Open-Access: This article is an open-access article which was selected by an in-house editor and fully peer-reviewed by external reviewers. It is distributed in accordance with the Creative Commons Attribution Non Commercial (CC BY-NC 4.0) license, which permits others to distribute, remix, adapt, build upon this work non-commercially, and license their derivative works on different terms, provided the original work is properly cited and the use is non-commercial. See: http://creativecommons.org/licenses/by-nc/4.0/
Corresponding author to: Shih-Hurng Loh, DPhil, Director, Full Professor, Department of Pharmacology, and Department of Pharmacy Practice, Tri-Service General Hospital, National Defense Medical Center, No. 161, Sec. 6, Minquan E. Rd., Taipei 11490, Taiwan.
shloh@ndmctsgh.edu.tw
Telephone: +886-2-87924861 Fax: +886-2-87924861
Received: October 17, 2018
Peer-review started: October 17, 2018
First decision: October 26, 2018
Revised: November 14, 2018
Accepted: December 4, 2018
Article in press: December 5, 2018
Published online: December 26, 2018
Processing time: 69 Days and 1.1 Hours
AIM
To establish a functional and molecular model of the intracellular pH (pHi) regulatory mechanism in human induced pluripotent stem cells (hiPSCs).
METHODS
hiPSCs (HPS0077) were kindly provided by Dr. Dai from the Tri-Service General Hospital (IRB No. B-106-09). Changes in the pHi were detected either by microspectrofluorimetry or by a multimode reader with a pH-sensitive fluorescent probe, BCECF, and the fluorescent ratio was calibrated by the high K+/nigericin method. NH4Cl and Na-acetate prepulse techniques were used to induce rapid intracellular acidosis and alkalization, respectively. The buffering power (β) was calculated from the ΔpHi induced by perfusing different concentrations of (NH4)2SO4. Western blot techniques and immunocytochemistry staining were used to detect the protein expression of pHi regulators and pluripotency markers.
RESULTS
In this study, our results indicated that (1) the steady-state pHi value was found to be 7.5 ± 0.01 (n = 20) and 7.68 ± 0.01 (n =20) in HEPES and 5% CO2/HCO3--buffered systems, respectively, which were much greater than that in normal adult cells (7.2); (2) in a CO2/HCO3--buffered system, the values of total intracellular buffering power (β) can be described by the following equation: βtot = 107.79 (pHi)2 - 1522.2 (pHi) + 5396.9 (correlation coefficient R2 = 0.85), in the estimated pHi range of 7.1-8.0; (3) the Na+/H+ exchanger (NHE) and the Na+/HCO3- cotransporter (NBC) were found to be functionally activated for acid extrusion for pHi values less than 7.5 and 7.68, respectively; (4) V-ATPase and some other unknown Na+-independent acid extruder(s) could only be functionally detected for pHi values less than 7.1; (5) the Cl-/ OH- exchanger (CHE) and the Cl-/HCO3- anion exchanger (AE) were found to be responsible for the weakening of intracellular proton loading; (6) besides the CHE and the AE, a Cl--independent acid loading mechanism was functionally identified; and (7) in hiPSCs, a strong positive correlation was observed between the loss of pluripotency and the weakening of the intracellular acid extrusion mechanism, which included a decrease in the steady-state pHi value and diminished the functional activity and protein expression of the NHE and the NBC.
CONCLUSION
For the first time, we established a functional and molecular model of a pHi regulatory mechanism and demonstrated its strong positive correlation with hiPSC pluripotency.

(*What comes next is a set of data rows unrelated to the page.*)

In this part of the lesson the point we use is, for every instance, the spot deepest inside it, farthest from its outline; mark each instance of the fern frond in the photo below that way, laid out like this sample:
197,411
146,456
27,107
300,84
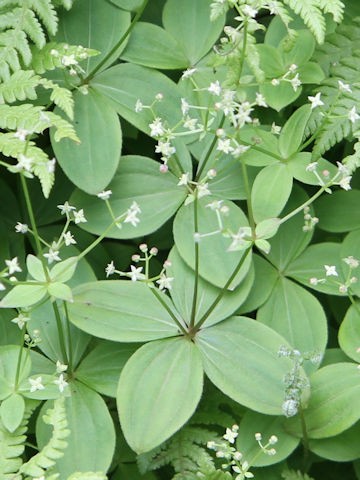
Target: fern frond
12,444
54,449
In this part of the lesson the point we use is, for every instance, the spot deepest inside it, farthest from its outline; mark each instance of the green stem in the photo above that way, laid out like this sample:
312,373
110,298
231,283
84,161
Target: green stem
156,293
212,307
118,44
196,283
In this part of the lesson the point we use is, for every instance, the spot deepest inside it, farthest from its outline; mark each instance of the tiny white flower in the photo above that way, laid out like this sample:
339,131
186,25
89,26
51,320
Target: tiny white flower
330,270
21,227
79,216
352,115
52,256
66,208
35,384
69,239
13,265
315,101
105,194
156,128
344,87
61,383
215,88
20,320
110,269
135,273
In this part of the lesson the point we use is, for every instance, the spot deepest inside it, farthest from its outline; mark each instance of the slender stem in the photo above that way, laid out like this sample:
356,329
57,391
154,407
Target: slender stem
18,367
156,293
118,44
196,283
221,293
209,152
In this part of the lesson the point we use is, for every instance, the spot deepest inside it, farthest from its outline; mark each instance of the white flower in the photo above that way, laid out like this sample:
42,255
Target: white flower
188,73
352,115
224,145
135,273
69,239
156,127
21,134
20,320
260,100
110,269
344,87
21,227
164,282
315,101
61,383
295,82
184,106
60,367
79,216
35,384
184,179
138,106
215,88
330,270
52,256
13,265
105,194
66,208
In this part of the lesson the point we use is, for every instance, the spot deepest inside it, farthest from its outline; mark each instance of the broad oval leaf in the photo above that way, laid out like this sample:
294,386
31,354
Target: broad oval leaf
298,316
183,288
240,356
334,402
253,422
94,24
158,391
216,265
191,28
111,310
92,164
91,443
152,46
137,180
270,192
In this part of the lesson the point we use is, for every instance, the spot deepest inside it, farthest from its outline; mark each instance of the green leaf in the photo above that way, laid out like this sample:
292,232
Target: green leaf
215,264
270,191
183,288
60,290
91,442
333,405
124,84
240,356
111,310
137,179
152,46
96,25
159,389
344,447
298,316
35,268
311,264
253,422
94,121
349,333
23,296
192,29
292,133
12,411
43,319
101,368
339,212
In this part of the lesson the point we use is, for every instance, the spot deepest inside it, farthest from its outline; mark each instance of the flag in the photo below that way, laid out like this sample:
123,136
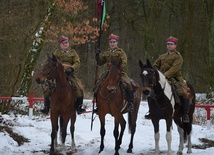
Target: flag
102,12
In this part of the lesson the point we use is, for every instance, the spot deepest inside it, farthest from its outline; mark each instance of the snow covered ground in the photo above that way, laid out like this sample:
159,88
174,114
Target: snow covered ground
38,132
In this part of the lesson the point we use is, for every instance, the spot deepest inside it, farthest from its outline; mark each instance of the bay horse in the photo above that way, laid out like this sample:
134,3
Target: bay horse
162,105
62,102
111,100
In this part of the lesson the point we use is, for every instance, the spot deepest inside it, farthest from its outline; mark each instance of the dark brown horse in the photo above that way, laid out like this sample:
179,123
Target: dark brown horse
111,100
162,106
61,103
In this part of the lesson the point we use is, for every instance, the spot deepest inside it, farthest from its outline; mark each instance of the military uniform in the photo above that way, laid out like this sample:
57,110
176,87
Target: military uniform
170,64
116,54
71,62
71,59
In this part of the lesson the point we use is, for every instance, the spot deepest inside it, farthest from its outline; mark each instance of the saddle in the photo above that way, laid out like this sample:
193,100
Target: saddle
134,84
187,92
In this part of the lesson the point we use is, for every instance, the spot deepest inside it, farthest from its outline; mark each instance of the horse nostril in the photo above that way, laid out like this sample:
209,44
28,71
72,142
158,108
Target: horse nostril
146,92
38,81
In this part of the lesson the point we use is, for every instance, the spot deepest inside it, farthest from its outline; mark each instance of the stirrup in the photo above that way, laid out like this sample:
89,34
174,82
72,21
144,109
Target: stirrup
80,111
44,111
186,118
130,107
148,116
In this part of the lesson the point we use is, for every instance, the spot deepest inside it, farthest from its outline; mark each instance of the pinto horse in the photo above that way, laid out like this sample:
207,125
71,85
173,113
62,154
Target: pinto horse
61,103
162,106
111,100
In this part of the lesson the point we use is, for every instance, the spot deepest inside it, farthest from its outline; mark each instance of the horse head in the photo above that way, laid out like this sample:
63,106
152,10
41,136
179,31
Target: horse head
114,75
149,77
49,70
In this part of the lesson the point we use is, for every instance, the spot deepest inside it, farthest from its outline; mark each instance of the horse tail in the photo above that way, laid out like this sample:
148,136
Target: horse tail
188,126
130,121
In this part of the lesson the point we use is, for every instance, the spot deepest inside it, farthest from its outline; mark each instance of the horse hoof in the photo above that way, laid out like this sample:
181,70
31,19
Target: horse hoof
129,151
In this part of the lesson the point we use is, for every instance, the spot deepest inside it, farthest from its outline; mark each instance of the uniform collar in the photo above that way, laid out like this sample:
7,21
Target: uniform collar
113,50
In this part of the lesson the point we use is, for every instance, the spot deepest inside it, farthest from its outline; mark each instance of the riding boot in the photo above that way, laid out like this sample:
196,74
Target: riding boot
130,98
148,115
46,108
79,103
186,111
95,110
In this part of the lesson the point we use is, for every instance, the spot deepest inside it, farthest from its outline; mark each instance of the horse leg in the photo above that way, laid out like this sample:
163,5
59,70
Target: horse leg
118,138
187,130
63,131
181,136
169,135
189,144
155,123
54,122
102,131
72,128
132,118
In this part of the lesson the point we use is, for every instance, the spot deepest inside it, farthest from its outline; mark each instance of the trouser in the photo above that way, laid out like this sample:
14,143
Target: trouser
178,92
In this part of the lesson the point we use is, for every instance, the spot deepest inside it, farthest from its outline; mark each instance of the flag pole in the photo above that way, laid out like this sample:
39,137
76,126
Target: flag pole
97,51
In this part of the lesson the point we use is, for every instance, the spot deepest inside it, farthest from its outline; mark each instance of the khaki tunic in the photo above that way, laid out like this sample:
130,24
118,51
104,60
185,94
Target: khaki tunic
170,65
116,54
72,59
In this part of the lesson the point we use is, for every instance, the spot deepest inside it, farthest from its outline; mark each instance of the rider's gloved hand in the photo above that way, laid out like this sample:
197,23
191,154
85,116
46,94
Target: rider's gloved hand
69,71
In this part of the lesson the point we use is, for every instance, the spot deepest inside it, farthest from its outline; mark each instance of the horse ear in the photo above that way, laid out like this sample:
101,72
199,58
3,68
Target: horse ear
54,57
148,63
140,64
48,55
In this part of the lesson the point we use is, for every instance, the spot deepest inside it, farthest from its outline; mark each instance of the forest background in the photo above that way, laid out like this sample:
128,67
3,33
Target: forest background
29,29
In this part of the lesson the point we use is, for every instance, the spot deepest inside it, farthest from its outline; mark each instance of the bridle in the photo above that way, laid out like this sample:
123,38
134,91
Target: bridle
50,74
152,74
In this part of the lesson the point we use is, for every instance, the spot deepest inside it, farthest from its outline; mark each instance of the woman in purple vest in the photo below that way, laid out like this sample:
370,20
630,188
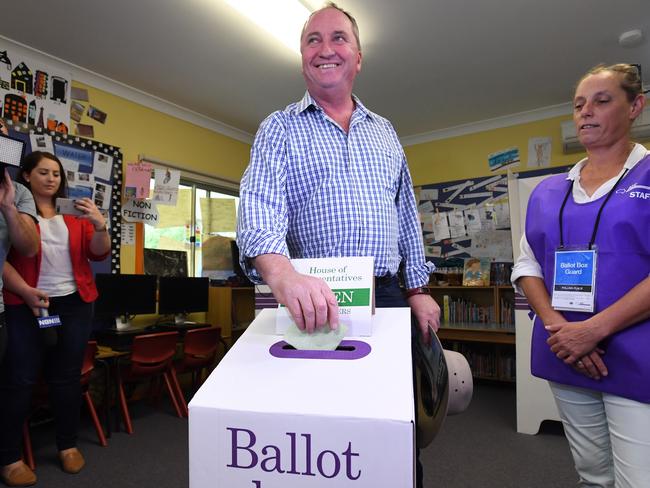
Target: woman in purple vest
585,270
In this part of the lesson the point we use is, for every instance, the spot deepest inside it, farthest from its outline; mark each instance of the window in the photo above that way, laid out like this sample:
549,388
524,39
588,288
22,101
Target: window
193,237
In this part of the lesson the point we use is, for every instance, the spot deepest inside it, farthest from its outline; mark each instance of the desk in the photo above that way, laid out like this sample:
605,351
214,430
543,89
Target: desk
107,357
122,339
231,307
257,412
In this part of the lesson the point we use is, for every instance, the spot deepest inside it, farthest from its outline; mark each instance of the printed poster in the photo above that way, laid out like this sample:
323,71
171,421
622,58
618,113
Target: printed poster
218,215
539,152
165,191
504,159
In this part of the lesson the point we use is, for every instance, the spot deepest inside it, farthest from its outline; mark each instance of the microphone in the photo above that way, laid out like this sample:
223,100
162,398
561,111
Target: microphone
48,323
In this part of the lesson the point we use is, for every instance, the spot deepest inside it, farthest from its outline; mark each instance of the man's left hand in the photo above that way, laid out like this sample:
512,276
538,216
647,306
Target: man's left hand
427,313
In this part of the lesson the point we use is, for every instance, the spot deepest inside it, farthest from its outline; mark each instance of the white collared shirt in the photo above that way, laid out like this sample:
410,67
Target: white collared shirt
526,264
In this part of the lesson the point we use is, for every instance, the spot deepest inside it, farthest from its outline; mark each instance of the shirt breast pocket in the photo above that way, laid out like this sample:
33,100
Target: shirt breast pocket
382,171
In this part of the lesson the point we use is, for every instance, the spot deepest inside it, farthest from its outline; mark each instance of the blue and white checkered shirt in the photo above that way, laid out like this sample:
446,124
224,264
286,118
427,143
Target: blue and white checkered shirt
311,190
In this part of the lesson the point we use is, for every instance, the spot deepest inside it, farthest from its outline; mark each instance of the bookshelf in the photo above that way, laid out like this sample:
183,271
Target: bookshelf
478,321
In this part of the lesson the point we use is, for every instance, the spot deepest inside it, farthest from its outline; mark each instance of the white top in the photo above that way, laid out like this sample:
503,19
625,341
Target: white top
526,264
55,277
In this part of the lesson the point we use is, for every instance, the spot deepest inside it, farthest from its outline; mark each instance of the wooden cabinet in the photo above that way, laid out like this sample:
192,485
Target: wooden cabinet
231,307
478,322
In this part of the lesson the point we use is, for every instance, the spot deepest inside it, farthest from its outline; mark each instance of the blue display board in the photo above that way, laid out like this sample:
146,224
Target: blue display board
93,169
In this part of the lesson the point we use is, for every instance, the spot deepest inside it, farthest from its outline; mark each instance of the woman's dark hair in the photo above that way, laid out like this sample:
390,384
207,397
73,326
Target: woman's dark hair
29,163
630,77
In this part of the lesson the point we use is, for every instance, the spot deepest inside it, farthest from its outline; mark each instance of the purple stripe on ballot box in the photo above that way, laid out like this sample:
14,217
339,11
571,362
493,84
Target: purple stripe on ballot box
347,350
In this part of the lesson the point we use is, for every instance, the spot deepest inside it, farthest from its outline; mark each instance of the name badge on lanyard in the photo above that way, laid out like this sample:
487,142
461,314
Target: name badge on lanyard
574,280
574,273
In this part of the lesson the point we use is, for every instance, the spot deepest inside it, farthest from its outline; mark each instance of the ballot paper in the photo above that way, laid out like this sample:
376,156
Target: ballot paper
322,339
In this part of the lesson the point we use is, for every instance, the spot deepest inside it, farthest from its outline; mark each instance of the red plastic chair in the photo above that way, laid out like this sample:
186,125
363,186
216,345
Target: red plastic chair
151,358
200,348
87,368
86,371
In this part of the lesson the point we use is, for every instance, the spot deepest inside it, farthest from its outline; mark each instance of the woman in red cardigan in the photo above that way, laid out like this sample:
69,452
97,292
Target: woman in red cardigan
58,278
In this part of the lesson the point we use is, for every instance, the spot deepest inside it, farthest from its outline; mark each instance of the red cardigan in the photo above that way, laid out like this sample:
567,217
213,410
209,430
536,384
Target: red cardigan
80,234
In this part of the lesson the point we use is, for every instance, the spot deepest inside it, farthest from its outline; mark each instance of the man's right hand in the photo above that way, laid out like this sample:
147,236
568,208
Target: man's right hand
309,300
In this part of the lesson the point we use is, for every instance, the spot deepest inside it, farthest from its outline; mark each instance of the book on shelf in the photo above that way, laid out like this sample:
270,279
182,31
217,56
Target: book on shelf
476,272
445,308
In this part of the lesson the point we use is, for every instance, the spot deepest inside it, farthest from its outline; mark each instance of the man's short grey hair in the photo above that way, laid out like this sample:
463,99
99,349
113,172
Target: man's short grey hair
353,21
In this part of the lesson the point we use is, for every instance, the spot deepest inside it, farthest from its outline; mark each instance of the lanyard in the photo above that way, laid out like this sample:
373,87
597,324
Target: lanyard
600,211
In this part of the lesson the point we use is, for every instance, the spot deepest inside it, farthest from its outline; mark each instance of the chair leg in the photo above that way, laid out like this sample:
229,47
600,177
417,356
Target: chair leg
172,395
93,415
125,409
28,453
179,393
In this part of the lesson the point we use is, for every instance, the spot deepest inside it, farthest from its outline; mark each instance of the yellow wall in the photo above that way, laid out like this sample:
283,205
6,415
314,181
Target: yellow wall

Core tip: For the first time, we established a model of the intracellular pH (pHi) regulation mechanism in human induced pluripotent stem cells (hiPSCs). The steady-state pHi value of hiPSCs was 7.50-7.68, which greater than that of normal adult cells. The Na+-H+ exchanger, the Na+-HCO3- cotransporter and vacuolar-ATPase were the main acid extruders, while the Cl--HCO3- anion exchanger and the Cl--OH- exchanger were the main acid loaders. Moreover, the pHi and acid-extruding mechanism were decreased during the loss of pluripotency in hiPSCs. pHi regulators represent an attractive target for differentiation efficiency or culture quality.